South Korea's ruling party secured a surprise win in parliamentary by-elections on Wednesday.
They took more than half of the seats up for grabs.
Lee's Grand National Party won five of the eight National Assembly seats in the electoral contest. One of the president's closest political advisors, Lee Jae-oh, won his seat handsomely, defeating a high profile rival close to the deceased former South Korean President Kim Dae-jung.
The win will boost the political standing of President Lee Myung-bak.
The president had been fighting speculation his rule was entering a "lame duck" period.
[Kim Hyung-joon, Professor, Myongji University]: (Korean male)
"The by-elections will delay lame duck status for President Lee for a while and the result gave him an opportunity to run the state affairs with confidence."
Voters say they selected their candidates for a variety of reasons.

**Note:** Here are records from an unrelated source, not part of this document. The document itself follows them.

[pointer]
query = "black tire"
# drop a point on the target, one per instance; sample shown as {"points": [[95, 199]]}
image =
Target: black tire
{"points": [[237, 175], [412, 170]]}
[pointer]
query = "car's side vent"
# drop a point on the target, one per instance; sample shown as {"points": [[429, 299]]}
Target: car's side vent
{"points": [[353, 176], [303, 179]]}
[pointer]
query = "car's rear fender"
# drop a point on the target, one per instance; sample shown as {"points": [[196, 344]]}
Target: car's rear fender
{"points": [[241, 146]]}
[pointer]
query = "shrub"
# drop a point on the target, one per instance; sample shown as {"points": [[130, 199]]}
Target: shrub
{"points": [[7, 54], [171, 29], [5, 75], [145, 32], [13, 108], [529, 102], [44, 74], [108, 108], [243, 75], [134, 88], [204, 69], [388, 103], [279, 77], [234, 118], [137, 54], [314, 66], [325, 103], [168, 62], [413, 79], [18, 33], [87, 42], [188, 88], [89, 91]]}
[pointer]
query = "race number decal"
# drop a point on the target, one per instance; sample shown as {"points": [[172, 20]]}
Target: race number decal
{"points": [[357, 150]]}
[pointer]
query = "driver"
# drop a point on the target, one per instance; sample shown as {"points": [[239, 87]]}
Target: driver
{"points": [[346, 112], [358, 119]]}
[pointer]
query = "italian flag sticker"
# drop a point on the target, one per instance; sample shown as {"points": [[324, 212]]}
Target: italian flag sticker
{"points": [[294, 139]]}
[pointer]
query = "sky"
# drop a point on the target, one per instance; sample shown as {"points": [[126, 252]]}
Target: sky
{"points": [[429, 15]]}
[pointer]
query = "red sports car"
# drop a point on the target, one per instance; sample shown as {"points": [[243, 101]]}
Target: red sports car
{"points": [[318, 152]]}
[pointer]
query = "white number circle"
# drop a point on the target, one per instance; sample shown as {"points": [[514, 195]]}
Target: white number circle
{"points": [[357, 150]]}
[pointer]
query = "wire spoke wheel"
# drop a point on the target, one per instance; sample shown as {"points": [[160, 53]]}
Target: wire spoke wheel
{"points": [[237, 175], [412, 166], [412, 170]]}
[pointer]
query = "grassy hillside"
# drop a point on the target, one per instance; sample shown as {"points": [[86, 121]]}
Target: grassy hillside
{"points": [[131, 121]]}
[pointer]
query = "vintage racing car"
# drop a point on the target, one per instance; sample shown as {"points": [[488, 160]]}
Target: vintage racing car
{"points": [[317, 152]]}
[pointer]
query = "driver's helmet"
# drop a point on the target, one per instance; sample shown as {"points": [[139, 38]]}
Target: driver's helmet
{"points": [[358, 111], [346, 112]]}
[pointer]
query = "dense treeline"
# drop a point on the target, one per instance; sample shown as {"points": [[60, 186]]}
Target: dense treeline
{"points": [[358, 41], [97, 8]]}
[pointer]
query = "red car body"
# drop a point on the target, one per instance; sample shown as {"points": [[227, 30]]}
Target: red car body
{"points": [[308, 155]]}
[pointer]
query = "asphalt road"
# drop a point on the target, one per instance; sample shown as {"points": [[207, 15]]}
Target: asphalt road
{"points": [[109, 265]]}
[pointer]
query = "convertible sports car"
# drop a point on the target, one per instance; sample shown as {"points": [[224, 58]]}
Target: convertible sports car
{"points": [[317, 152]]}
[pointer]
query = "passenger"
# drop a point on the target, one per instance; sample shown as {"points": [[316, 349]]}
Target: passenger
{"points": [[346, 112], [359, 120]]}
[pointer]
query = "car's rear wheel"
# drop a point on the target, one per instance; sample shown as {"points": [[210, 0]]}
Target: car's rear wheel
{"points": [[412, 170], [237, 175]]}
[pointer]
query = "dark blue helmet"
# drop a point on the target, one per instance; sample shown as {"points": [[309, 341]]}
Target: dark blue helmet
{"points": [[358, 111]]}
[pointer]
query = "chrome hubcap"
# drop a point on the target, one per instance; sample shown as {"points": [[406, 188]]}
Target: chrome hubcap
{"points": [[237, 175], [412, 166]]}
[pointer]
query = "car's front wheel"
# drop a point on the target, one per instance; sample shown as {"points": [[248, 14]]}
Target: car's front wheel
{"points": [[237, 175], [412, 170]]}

[Kang Ki-soo, Voter]: (Korean male)
"I voted based on assessment of each candidate rather than the candidates' parties. Our village people at the markets talked about which candidate could work for us. So I voted for the person who could work best for us."
[Han Kwang-woo, Voter]: (Korean male)
"I voted based on assessment of political parties. I selected a candidate from a party which has better sense of national security amid theNorth-South Korean confrontation."
Last month Lee's party suffered defeats in traditional strongholds during local elections. That prompted speculation the president will be politically crippled as he enters the second-half of his five year term.
Traditionally, South Korean presidents in their latter years are weakened by scandal and political maneuverings.
But President Lee has been trying to present himself as being in tune with the concerns of the middle class.